In unresectable locally advanced or metastatic NMSC, systemic therapy may be indicated. Within the last decade, clinical benefit with immune checkpoint inhibitors (ICI) have supported U.S. Food and Drug Administration (FDA) approvals for advanced MCC, CSCC, and most recently, BCC. The aim of this review is to provide an update on the regulatory approvals for immunotherapy in the treatment of advanced NMSC with a focus on cutaneous carcinomas, including MCC, BCC, and CSCC as well as uncommon skin adnexal tumors such as sebaceous carcinoma and porocarcinoma.

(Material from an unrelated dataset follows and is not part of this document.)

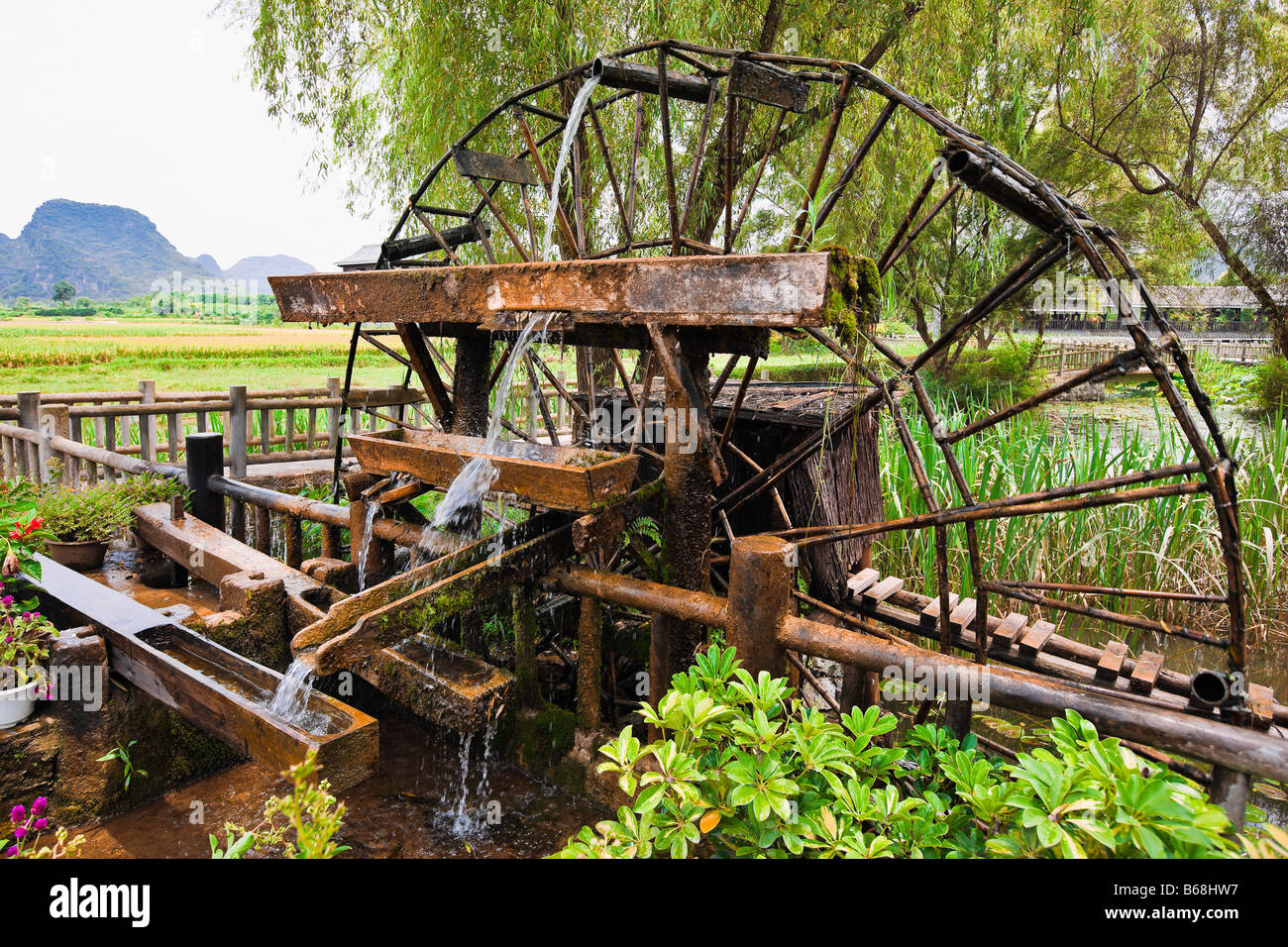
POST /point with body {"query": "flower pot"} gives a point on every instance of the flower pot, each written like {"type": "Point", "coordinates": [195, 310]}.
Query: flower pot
{"type": "Point", "coordinates": [17, 703]}
{"type": "Point", "coordinates": [78, 556]}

We also examine ongoing trials and real-world evidence investigating the role of ICIs in the adjuvant, neoadjuvant, and refractory settings of advanced NMSCs and discuss challenges and prospects in the field. Other NMSCs such as cutaneous lymphoma, angiosarcoma, and Kaposi’s sarcoma are beyond the scope of this review.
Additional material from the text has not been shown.